Optical Solution For an NP-Complete Problem?

6 writes to let us know that two optical researchers have proposed, as a thought experiment, a novel idea for solving the traveling salesman problem. From the abstract: We introduce an optical method based on white light interferometry in order to solve the well-known NP-complete traveling salesman problem. To our knowledge it is the first time that a method for the reduction of non-polynomial time to quadratic time has been proposed. We will show that this achievement is limited by the number of available photons for solving the problem. It will turn out that this number of photons is proportional to N^N for a traveling salesman problem with N cities and that for large numbers of cities the method in practice therefore is limited by the signal-to-noise ratio. The proposed method is meant purely as a gedankenexperiment."

Not the first time this has been proposed

[jfengel]

This solves a nondeterministic-polynomial algorithm by using a very large number of parallel computations to simulate nondeterminism.
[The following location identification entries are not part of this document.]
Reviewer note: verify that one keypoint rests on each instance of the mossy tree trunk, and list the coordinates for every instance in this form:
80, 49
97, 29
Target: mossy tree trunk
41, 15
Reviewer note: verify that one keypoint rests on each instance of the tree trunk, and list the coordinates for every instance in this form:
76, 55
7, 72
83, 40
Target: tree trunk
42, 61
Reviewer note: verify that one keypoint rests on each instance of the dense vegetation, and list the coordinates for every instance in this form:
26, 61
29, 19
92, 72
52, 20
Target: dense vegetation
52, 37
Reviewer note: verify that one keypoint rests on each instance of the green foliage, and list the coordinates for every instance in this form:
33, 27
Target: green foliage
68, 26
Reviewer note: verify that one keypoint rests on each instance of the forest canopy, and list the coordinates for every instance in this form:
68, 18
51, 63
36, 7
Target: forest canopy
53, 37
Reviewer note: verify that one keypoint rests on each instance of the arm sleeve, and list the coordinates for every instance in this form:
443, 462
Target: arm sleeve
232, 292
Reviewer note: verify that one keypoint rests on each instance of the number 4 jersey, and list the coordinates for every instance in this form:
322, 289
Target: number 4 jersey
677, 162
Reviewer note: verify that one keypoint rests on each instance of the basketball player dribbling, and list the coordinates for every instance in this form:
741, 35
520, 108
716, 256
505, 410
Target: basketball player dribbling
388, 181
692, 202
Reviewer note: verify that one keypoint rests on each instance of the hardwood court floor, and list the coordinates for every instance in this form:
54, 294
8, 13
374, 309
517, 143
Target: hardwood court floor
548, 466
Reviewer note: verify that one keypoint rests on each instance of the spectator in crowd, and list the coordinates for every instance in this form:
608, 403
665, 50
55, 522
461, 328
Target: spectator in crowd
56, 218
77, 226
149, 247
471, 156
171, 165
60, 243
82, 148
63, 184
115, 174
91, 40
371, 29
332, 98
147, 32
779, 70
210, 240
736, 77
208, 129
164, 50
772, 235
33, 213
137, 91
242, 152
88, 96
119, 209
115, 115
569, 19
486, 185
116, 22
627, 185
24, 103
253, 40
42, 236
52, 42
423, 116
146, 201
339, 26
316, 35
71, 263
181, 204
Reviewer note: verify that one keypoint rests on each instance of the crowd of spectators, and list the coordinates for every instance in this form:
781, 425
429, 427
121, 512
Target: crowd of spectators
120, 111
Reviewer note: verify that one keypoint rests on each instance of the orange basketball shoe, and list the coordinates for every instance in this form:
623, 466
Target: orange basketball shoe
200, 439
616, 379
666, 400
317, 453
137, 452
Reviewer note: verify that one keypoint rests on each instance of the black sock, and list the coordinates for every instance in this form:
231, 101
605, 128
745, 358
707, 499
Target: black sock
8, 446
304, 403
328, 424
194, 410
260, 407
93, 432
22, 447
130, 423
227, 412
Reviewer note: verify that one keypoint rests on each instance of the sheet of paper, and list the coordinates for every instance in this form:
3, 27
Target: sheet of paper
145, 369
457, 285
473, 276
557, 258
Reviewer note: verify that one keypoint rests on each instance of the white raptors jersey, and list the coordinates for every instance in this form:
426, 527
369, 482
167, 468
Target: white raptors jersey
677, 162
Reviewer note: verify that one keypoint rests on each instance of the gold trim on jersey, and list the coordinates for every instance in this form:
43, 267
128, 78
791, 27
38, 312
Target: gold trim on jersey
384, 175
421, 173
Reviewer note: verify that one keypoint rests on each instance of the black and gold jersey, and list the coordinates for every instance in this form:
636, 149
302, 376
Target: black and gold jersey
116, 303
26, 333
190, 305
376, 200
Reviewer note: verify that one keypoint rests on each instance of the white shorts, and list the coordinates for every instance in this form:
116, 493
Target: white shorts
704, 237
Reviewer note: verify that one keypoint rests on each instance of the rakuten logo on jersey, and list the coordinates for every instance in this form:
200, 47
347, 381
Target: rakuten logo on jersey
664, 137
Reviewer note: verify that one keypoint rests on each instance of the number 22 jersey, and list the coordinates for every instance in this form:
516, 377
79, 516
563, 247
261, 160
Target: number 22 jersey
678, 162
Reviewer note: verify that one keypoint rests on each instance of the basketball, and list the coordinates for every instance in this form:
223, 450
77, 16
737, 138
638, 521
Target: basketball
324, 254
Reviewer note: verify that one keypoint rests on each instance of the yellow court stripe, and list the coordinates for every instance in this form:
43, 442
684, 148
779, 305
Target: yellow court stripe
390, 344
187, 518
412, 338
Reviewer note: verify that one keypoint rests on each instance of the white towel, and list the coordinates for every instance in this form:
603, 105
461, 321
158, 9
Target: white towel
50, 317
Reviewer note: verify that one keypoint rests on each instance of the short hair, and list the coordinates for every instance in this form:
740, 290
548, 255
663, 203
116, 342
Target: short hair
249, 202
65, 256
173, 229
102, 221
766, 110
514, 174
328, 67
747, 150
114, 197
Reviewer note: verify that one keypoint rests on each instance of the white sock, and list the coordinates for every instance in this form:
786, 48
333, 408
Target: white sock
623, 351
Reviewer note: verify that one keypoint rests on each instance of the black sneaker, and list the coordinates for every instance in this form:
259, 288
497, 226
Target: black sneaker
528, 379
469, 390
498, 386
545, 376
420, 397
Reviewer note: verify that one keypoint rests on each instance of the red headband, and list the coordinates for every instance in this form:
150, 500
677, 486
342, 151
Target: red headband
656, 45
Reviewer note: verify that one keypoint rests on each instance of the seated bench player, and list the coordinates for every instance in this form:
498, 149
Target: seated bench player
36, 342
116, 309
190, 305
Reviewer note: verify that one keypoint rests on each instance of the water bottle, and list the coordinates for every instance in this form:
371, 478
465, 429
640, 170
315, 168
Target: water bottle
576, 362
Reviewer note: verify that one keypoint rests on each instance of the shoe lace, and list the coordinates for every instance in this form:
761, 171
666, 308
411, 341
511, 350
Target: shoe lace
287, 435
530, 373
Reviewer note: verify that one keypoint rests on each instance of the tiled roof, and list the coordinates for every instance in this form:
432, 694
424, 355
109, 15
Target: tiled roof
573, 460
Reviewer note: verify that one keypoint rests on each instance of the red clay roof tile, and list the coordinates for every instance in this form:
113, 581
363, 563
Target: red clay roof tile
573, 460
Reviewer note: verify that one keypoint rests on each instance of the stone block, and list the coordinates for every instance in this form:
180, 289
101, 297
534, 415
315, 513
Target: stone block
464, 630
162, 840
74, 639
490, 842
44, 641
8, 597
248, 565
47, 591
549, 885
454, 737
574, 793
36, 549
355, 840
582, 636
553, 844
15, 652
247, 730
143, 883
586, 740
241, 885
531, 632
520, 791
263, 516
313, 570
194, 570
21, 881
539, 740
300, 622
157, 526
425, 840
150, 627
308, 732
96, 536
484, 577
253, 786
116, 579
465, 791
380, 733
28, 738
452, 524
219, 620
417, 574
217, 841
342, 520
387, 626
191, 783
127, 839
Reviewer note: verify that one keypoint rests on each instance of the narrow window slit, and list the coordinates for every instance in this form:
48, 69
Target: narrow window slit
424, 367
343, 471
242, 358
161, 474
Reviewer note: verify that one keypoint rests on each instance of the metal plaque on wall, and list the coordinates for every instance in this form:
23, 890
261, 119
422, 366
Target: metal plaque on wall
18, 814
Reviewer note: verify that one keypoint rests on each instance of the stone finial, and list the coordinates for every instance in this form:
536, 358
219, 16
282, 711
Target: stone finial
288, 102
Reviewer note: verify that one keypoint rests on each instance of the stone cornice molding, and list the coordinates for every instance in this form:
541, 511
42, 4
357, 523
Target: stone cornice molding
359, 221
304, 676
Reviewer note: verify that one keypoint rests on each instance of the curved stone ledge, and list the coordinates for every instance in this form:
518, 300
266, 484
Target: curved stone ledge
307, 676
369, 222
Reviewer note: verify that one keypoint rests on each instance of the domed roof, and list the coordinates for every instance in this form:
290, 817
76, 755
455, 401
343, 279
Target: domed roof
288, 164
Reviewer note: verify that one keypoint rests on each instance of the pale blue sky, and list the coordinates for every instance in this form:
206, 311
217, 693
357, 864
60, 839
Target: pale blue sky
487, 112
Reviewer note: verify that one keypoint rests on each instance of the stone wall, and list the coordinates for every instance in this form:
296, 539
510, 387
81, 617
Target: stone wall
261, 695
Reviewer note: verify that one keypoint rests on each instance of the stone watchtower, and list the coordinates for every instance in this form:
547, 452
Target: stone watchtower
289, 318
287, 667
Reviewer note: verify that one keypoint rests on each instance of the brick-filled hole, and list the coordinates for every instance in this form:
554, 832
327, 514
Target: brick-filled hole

This was proposed some years ago for DNA computers as well, until somebody figured out that it would take a mass of DNA the size of the earth to figure out a non-trivial problem. So this is NOT the first time somebody has proposed a method for reducing NP problems to polynomial time, though this mechanism is novel as far as I know.

Photons are a lot smaller than DNA. N^N photons seems much more feasible. But even so... once N=100, 100^100 photons is way more than we can handle.

Re:Not the first time this has been proposed

[PhysicsPhil]

This solves a nondeterministic-polynomial algorithm by using a very large number of parallel computations to simulate nondeterminism.

This was proposed some years ago for DNA computers as well, until somebody figured out that it would take a mass of DNA the size of the earth to figure out a non-trivial problem. So this is NOT the first time somebody has proposed a method for reducing NP problems to polynomial time, though this mechanism is novel as far as I know.

I'm not sure this comparison is correct. The use of DNA just increased the computational power available to the problem, but didn't change the fundamental methods of calculation (i.e. one step at a time). The DNA computer didn't make the NP problem go away, it just threw more power at it.

This uses the interference of the light within an optical network to perform the calculation. The "operation", such as it is, relates to physically constructing the network rather than the number of photons required. In a very tenuous way, this is similar to a quantum computer, where multiple calculations are performed simultaneously. Of course it's not a quantum computer, but it does appear to be a polynomial algorithm.

Re:Not the first time this has been proposed

[SeanMon]

A CO2 laser at 500 kW generating a beam of 10 micrometer wavelength produces about about 2.52 x 10^25 photons per second. It will only take 1.25 x 10^167 years to generate 100^100 photons.
Just a bit more than we can handle.

Re:A general summary of the article

[Bender0x7D1]

One important part of any solution is the amount of time/cycles it takes to encode the problem for use in your algorithm.

For example, I can't claim that my algorithm can factor a number in O(1) if I require that the input for the algorithm is a vector of the prime factors for the desired number. Yes, my part of the algorithm is O(1), but to take a number and convert it to the format for my algorithm is not O(1), meaning the overall performance can't be considered O(1).

In summary, the time/cycles to set up the problem counts.